CONetV2: Efficient Auto-Channel Size Optimization for CNNs

Related tags

Deep LearningCONetV2
Overview

CONetV2: Efficient Auto-Channel Size Optimization for CNNs

Exciting News! CONetV2: Efficient Auto-Channel Size Optimization for CNNs has been accepted to the International Conference on Machine Learning and Applications (ICMLA) 2021 for Oral Presentation!

CONetV2: Efficient Auto-Channel Size Optimization for CNNs,
Yi Ru Wang, Samir Khaki, Weihang Zheng, Mahdi S. Hosseini, Konstantinos N. Plataniotis
In Proceedings of the IEEE International Conference on Machine Learning and Applications (ICMLA)

Checkout our arXiv preprint: Paper

Overview

Neural Architecture Search (NAS) has been pivotal in finding optimal network configurations for Convolution Neural Networks (CNNs). While many methods explore NAS from a global search space perspective, the employed optimization schemes typically require heavy computation resources. Instead, our work excels in computationally constrained environments by examining the micro-search space of channel size, the optimization of which is effective in outperforming baselines. In tackling channel size optimization, we design an automated algorithm to extract the dependencies within channel sizes of different connected layers. In addition, we introduce the idea of Knowledge Distillation, which enables preservation of trained weights, admist trials where the channel sizes are changing. As well, because standard performance indicators (accuracy, loss) fails to capture the performance of individual network components, we introduce a novel metric that has high correlation with test accuracy and enables analysis of individual network layers. Combining Dependency Extraction, metrics, and knowledge distillation, we introduce an efficient search algorithm, with simulated annealing inspired stochasticity, and demonstrate its effectiveness in outperforming baselines by a large margin, while only utilizing a fraction of the trainable parameters.

Results

We report our results below for ResNet34. On the left we provide a comparison of our method compared to the baseline, compared to Compound Scaling and Random Optimization. On the right we compare the two variations of our method: Simulated Annealing (Left), Greedy (Right). For further experiments and results, please refer to our paper.
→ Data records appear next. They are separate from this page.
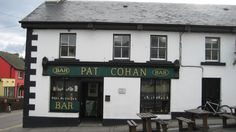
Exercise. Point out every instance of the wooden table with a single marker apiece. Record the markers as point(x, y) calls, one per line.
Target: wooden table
point(146, 117)
point(203, 114)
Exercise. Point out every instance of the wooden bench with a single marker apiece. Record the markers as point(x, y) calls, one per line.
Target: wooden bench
point(132, 125)
point(161, 124)
point(225, 117)
point(188, 121)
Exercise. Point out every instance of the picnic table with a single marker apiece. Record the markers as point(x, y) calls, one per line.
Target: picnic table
point(146, 118)
point(201, 113)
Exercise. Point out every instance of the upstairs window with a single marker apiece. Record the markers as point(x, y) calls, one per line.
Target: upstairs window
point(67, 45)
point(121, 46)
point(20, 75)
point(212, 49)
point(158, 47)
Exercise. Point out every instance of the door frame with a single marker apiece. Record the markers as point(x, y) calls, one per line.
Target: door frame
point(83, 88)
point(218, 92)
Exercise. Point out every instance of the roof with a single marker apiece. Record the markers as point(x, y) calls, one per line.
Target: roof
point(134, 12)
point(13, 59)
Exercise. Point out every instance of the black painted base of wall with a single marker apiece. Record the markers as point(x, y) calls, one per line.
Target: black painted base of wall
point(112, 122)
point(30, 122)
point(178, 114)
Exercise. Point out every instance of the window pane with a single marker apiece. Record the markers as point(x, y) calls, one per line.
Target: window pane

Accuracy vs. Parameters Channel Evolution Comparison

Table of Contents

Getting Started

Dependencies

  • Requirements are specified in requirements.txt
certifi==2020.6.20
cycler==0.10.0
et-xmlfile==1.0.1
future==0.18.2
graphviz==0.14.2
jdcal==1.4.1
kiwisolver==1.2.0
matplotlib==3.3.2
memory-profiler==0.57.0
numpy==1.19.2
openpyxl==3.0.5
pandas==1.1.3
Pillow==8.0.0
pip==18.1
pkg-resources==0.0.0
psutil==5.7.2
ptflops==0.6.2
pyparsing==2.4.7
python-dateutil==2.8.1
pytz ==2020.1
PyYAML==5.3.1
scipy==1.5.2
setuptools==40.8.0
six==1.15.0
torch==1.6.0
torchvision==0.7.0
torchviz==0.0.1
wheel==0.35.1
xlrd==1.2.0

Executing program

To run the main searching script for searching on ResNet34:

cd CONetV2
python main.py --config='./configs/config_resnet.yaml' --gamma=0.8 --optimization_algorithm='SA' --post_fix=1

We also provide a script for training using slurm in slurm_scripts/run.sh. Update parameters on Line 6, 9, and 10 to use.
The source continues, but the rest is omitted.